Eins Nacht Steht
Avery
Das werde ich bereuen.
Oder auch nicht.
„Das ist eine ganz, ganz schlechte Idee, Kate.“
Kate stupst mich an der Schulter an und zuckt mit den Achseln, als ich mich von dem Chaos abwende und sie ansehe.
„Entspann dich, Avery. Ist doch nur eine Party“, sagte sie kichernd, schon leicht angetrunken. Ich hätte es ahnen müssen, als ich sie anrief und sie nur noch lallte. Mein verdammter Freund hat heute Abend mit mir Schluss gemacht, und Kate war die Einzige, die ich anrufen konnte. Ihre Lösung, um über meinen Ex hinwegzukommen, war, mit ihr auf diese besoffene College-Party zu gehen.
„Nur eine Party? Hier hängen ja überall Titten rum …“, sagt eine offensichtlich betrunkene Blondine mit großem Busen, die an mir vorbeigeht und mir zuzwinkert. „Ha!“, antworte ich und werfe Kate einen vernichtenden Blick zu.
„Das war verdammt heiß“, lacht sie und kippt noch einen Shot.
„Kate!“
„Wo wärst du lieber, Avery? Zu Hause und heulend in deinem verdammten Bett? Oder auf dieser Party und knutsch heiße Typen und Mädels?“
Ich schweige, weil ich weiß, dass ich Ersteres nicht tun will. Verdammt, ich will nie wieder an ihn denken.

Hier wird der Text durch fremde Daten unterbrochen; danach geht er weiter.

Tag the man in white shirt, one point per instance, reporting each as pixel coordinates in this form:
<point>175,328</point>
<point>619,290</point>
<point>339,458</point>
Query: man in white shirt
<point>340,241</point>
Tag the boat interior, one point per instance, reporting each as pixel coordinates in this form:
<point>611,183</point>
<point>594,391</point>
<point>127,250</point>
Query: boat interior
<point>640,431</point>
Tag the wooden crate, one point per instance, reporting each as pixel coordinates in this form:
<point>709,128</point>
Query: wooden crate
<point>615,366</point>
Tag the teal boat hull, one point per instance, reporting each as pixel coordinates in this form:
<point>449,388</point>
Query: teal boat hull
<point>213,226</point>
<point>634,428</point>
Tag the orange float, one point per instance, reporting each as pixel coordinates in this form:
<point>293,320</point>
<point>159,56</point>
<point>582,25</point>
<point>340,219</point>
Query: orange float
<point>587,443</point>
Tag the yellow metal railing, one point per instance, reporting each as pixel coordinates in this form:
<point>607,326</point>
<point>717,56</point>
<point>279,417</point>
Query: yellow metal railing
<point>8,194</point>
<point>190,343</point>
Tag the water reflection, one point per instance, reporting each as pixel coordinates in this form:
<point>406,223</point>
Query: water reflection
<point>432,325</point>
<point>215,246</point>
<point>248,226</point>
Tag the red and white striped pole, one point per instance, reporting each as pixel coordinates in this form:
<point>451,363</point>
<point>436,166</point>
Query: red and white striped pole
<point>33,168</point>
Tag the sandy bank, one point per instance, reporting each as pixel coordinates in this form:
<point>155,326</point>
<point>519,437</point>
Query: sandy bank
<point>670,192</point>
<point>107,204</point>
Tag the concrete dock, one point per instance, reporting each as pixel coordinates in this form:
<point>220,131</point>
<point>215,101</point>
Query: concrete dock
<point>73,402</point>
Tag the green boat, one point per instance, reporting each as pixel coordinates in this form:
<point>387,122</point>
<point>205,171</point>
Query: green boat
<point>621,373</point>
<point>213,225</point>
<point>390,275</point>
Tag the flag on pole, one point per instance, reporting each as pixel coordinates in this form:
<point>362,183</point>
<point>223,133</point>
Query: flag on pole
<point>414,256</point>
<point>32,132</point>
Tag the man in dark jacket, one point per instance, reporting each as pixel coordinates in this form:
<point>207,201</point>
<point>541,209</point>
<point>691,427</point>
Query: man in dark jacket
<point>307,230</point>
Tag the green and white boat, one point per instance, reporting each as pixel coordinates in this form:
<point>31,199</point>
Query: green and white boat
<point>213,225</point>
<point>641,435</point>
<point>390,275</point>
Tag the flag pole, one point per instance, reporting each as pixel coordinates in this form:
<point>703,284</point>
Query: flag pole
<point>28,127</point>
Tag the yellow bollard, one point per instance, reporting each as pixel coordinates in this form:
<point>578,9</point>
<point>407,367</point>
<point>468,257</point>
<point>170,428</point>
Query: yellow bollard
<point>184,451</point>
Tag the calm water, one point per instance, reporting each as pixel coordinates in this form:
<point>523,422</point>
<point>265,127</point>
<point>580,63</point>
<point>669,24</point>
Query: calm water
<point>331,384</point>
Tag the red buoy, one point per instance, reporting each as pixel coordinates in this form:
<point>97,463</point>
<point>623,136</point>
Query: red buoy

Kate beugt sich näher zu mir, ihre dunklen, harten Brustwarzen streifen meinen nackten Arm. „Vielleicht bekommst du ja sogar mal einen richtig guten Schwanz zu spüren, nicht diesen winzigen Pimmel, mit dem Derek dich abgespeist hat.“
„Kate“, flüstere ich ihr zu und schlage sie spielerisch. Sie hatte den p***s meines Ex-Freundes gesehen, als sie versehentlich in mein Zimmer kam, während ich dem Kerl gerade einen blies.
„Du weißt doch, dass ich nur die Wahrheit sage, Mädchen“, sagt Kate und zieht die Augenbrauen hoch.
„Ich bleibe“, flüstere ich.
„Jetzt redest du Klartext, Schlampe.“ Kate reicht mir einen Becher mit etwas, das ich für Alkohol halte, aber es riecht nicht wirklich danach. Ich frage gar nicht erst nach, halte die Luft an und kippe den Inhalt in einem Zug hinunter. Mein Hals brennt fast sofort.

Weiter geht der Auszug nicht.